Mondays are productivity days at SimpleProductivity blog.
With returning back to work, I realized that unless I made significant changes in my off-work activities, I would never finish the book I wrote for NaNoWriMo 2008. At the same time, I felt pulled in a million directions by things that were not book writing. All of them needed to be done (or so I thought), and nagged at me every time I sat down to write.
What I came to realize is that I had to take definite steps to clear out the minutiae so that I could get on to the book.
Getting Rid of the Nagging Tasks
By the time I started back to work after an almost three month hiatus (read: unemployed), I had wrapped up many on-going projects that had been sitting on my lists for months or years.

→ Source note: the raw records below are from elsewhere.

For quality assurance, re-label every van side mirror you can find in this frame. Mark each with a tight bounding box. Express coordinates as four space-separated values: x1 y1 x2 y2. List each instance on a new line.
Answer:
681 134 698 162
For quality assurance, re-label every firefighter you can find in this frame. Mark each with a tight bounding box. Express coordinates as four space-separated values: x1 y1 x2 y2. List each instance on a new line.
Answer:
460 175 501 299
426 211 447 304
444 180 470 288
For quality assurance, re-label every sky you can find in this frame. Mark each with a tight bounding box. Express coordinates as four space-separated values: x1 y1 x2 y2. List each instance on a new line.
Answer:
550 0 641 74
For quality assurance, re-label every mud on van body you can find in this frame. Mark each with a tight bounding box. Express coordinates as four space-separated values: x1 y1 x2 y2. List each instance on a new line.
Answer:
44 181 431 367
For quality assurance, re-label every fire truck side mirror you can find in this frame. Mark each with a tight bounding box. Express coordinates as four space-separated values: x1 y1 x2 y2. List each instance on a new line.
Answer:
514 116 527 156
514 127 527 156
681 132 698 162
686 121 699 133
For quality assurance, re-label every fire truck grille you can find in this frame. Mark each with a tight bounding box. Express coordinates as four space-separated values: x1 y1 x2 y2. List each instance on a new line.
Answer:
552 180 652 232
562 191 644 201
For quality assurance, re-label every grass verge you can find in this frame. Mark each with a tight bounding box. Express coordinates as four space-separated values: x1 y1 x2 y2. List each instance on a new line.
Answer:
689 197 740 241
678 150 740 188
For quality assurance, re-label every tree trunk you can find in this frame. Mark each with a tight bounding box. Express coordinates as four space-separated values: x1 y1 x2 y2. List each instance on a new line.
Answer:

There were also things I had started in that time frame but had not completed.
I started working with Mark Forster’s Autofocus System, and I was amazed to see that many of the outstanding items were quickly checked off. By putting everything on a single list and scanning that list for what “grabbed” me, I naturally gravitated to complete the many quick but nagging tasks that had been sitting on the list. After four days of using the technique, I had cleared out 30 little tasks.

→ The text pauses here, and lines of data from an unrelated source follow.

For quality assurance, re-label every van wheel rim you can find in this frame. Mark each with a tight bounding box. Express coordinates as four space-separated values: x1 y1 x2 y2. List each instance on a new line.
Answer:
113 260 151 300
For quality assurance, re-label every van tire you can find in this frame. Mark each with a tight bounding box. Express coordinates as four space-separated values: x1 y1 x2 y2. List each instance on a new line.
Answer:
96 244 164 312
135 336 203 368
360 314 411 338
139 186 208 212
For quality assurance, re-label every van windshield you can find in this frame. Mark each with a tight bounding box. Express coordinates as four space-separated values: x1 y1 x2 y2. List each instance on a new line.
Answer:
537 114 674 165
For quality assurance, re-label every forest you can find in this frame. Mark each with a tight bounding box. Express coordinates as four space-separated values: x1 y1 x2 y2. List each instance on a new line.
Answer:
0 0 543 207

But still, there was too much to do, and I was resisting writing because of the volume of items on my lists.
The Mental Shift
It took a mental shift to get me to free up the rest of my time. I decided to table many projects…for the time being. Not forever, or to be reconsidered at some unnamed date, but for a month.

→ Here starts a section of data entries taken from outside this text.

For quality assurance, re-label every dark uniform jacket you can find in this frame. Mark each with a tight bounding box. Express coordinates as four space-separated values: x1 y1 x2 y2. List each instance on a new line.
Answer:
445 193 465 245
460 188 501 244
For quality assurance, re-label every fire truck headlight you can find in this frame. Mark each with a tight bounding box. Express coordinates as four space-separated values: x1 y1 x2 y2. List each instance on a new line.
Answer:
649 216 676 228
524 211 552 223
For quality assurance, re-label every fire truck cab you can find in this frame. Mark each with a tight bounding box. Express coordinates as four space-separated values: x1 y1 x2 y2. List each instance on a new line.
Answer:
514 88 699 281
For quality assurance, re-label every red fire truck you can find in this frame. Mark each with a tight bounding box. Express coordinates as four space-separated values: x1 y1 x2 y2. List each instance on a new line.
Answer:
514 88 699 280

Take for instance a quilting kit I had received for the holidays in 2006. I managed to get the top put together during my hiatus. I want desperately to finish this project just because it has been laying around for a long time. While I really resisted putting it back on my someday/maybe list (means “rarely or never” in actuality), I was able to make myself mentally comfortable by putting it off for a month. At the end of the month, I can reconsider if once again it needs to take the back seat to my writing.
The shift is a matter of semantics, I know. I am still putting off the project. But what I have done is to renegotiate with myself so that I can put it off knowing I have set a date to re-examine its priority.
Difference from GTD Someday/Maybe
The difference is in how I view the actuality of accomplishment. I still have a someday/maybe list that gets looked at maybe every six months. These stalled tasks are not in that classification. They are still active, but with deferred start dates, so they have not slipped into the abyss of the “someday”.
By using this approach, I feel comfortable leaving things behind. The only task on my lists right now, outside of the daily life maintenance stuff, is the book. I spent a few days clearing out what I could, then I tabled everything else temporarily.